The node that always seems to own 99% of the keys is the node that I run "nodetool ring" on. Running "nodetool ring" on two of these nodes at the same time resulted in:
From 10.0.4.22:
Address DC Rack Status State Load Effective-Ownership Token
Token(bytes[eaaaaaaaaaaaaaaaaaaaaaaaaaaaaaa8])
10.0.4.22 us-east 1a Up Normal 77.72 GB 99.89% Token(bytes[00000000000000000000000000000001])
10.0.10.23 us-east 1d Up Normal 82.74 GB 64.13% Token(bytes[15555555555555555555555555555555])
10.0.8.20 us-east 1c Up Normal 81.79 GB 30.55% Token(bytes[2aaaaaaaaaaaaaaaaaaaaaaaaaaaaaaa])
10.0.4.23 us-east 1a Up Normal 82.66 GB 0.04% Token(bytes[40000000000000000000000000000000])
10.0.10.20 us-east 1d Up Normal 80.21 GB 0.04% Token(bytes[55555555555555555555555555555554])
10.0.8.23 us-east 1c Up Normal 77.07 GB 0.04% Token(bytes[6aaaaaaaaaaaaaaaaaaaaaaaaaaaaaac])
10.0.4.21 us-east 1a Up Normal 81.38 GB 0.04% Token(bytes[80000000000000000000000000000000])
10.0.10.24 us-east 1d Up Normal 83.43 GB 0.04% Token(bytes[95555555555555555555555555555558])
10.0.8.21 us-east 1c Up Normal 84.42 GB 0.04% Token(bytes[aaaaaaaaaaaaaaaaaaaaaaaaaaaaaaa8])
10.0.4.25 us-east 1a Up Normal 80.06 GB 0.04% Token(bytes[c0000000000000000000000000000000])
10.0.10.21 us-east 1d Up Normal 83.49 GB 35.80% Token(bytes[d5555555555555555555555555555558])
10.0.8.24 us-east 1c Up Normal 90.72 GB 69.37% Token(bytes[eaaaaaaaaaaaaaaaaaaaaaaaaaaaaaa8])
From 10.0.8.23:
Address DC Rack Status State Load Effective-Ownership Token
Token(bytes[eaaaaaaaaaaaaaaaaaaaaaaaaaaaaaa8])
10.0.4.22 us-east 1a Up Normal 77.72 GB 0.04% Token(bytes[00000000000000000000000000000001])
10.0.10.23 us-east 1d Up Normal 82.78 GB 0.04% Token(bytes[15555555555555555555555555555555])
10.0.8.20 us-east 1c Up Normal 81.79 GB 0.04% Token(bytes[2aaaaaaaaaaaaaaaaaaaaaaaaaaaaaaa])
10.0.4.23 us-east 1a Up Normal 82.66 GB 33.84% Token(bytes[40000000000000000000000000000000])
10.0.10.20 us-east 1d Up Normal 80.21 GB 67.51% Token(bytes[55555555555555555555555555555554])
10.0.8.23 us-east 1c Up Normal 77.07 GB 99.89% Token(bytes[6aaaaaaaaaaaaaaaaaaaaaaaaaaaaaac])

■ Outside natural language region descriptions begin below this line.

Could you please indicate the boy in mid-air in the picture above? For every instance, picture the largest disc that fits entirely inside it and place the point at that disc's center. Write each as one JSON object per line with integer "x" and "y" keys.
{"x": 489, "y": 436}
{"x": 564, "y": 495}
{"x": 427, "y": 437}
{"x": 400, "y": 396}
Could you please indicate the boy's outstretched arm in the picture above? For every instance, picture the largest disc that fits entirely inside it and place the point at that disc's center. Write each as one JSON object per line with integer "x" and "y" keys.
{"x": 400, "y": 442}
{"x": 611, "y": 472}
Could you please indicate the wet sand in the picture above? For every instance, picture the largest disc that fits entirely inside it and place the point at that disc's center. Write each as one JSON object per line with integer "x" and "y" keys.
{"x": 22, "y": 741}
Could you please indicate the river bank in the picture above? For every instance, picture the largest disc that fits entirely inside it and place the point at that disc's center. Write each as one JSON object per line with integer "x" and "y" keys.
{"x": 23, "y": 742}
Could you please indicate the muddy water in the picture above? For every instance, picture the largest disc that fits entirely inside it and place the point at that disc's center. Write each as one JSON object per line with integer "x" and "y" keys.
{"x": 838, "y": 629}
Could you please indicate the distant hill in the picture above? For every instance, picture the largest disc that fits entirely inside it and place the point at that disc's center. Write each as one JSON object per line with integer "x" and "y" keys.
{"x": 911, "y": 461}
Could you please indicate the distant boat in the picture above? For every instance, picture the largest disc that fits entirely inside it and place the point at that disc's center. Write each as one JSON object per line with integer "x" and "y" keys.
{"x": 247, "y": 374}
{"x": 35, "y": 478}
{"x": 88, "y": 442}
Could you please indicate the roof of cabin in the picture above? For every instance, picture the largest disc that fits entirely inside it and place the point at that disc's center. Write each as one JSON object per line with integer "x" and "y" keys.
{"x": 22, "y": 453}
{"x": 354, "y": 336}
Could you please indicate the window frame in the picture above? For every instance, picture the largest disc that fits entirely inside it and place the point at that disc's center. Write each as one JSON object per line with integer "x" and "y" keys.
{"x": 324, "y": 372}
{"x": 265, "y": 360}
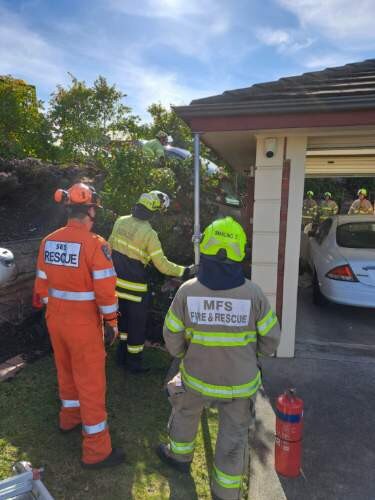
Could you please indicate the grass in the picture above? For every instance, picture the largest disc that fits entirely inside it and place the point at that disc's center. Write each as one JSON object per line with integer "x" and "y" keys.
{"x": 138, "y": 412}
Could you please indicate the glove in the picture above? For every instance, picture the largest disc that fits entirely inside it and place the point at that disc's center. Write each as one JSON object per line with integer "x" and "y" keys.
{"x": 190, "y": 272}
{"x": 110, "y": 333}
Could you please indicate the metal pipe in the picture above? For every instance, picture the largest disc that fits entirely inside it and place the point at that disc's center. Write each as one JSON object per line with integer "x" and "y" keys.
{"x": 197, "y": 229}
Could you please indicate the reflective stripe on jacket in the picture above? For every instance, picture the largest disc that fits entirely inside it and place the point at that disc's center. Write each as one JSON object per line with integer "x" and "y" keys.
{"x": 328, "y": 208}
{"x": 361, "y": 208}
{"x": 137, "y": 240}
{"x": 219, "y": 334}
{"x": 75, "y": 274}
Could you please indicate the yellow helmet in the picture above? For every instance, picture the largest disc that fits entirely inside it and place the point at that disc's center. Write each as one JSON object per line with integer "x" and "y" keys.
{"x": 154, "y": 201}
{"x": 224, "y": 234}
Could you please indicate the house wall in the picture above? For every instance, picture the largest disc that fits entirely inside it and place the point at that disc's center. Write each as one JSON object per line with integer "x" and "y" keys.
{"x": 266, "y": 239}
{"x": 267, "y": 200}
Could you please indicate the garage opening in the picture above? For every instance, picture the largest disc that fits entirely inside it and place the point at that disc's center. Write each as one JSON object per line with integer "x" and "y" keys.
{"x": 338, "y": 256}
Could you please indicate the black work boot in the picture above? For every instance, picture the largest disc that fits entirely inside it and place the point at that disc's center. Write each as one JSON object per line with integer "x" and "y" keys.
{"x": 116, "y": 457}
{"x": 134, "y": 364}
{"x": 162, "y": 452}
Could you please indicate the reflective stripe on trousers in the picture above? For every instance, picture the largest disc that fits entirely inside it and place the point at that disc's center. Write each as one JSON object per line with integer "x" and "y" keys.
{"x": 95, "y": 429}
{"x": 41, "y": 274}
{"x": 227, "y": 480}
{"x": 135, "y": 349}
{"x": 70, "y": 403}
{"x": 181, "y": 448}
{"x": 128, "y": 296}
{"x": 221, "y": 391}
{"x": 131, "y": 285}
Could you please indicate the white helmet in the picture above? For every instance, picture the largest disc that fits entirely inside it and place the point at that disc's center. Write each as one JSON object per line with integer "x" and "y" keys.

10.0.4.21 us-east 1a Up Normal 81.38 GB 66.09% Token(bytes[80000000000000000000000000000000])
10.0.10.24 us-east 1d Up Normal 83.43 GB 32.41% Token(bytes[95555555555555555555555555555558])
10.0.8.21 us-east 1c Up Normal 84.42 GB 0.04% Token(bytes[aaaaaaaaaaaaaaaaaaaaaaaaaaaaaaa8])
10.0.4.25 us-east 1a Up Normal 80.06 GB 0.04% Token(bytes[c0000000000000000000000000000000])
10.0.10.21 us-east 1d Up Normal 83.49 GB 0.04% Token(bytes[d5555555555555555555555555555558])
10.0.8.24 us-east 1c Up Normal 90.72 GB 0.04% Token(bytes[eaaaaaaaaaaaaaaaaaaaaaaaaaaaaaa8])
I did a little digging, and do see some changes to how cassandra calculates the splits in 1.1.8 as part of CASSANDRA-4803 (StorageService.getSplits()), although I'm not familiar enough to tell if its a cause.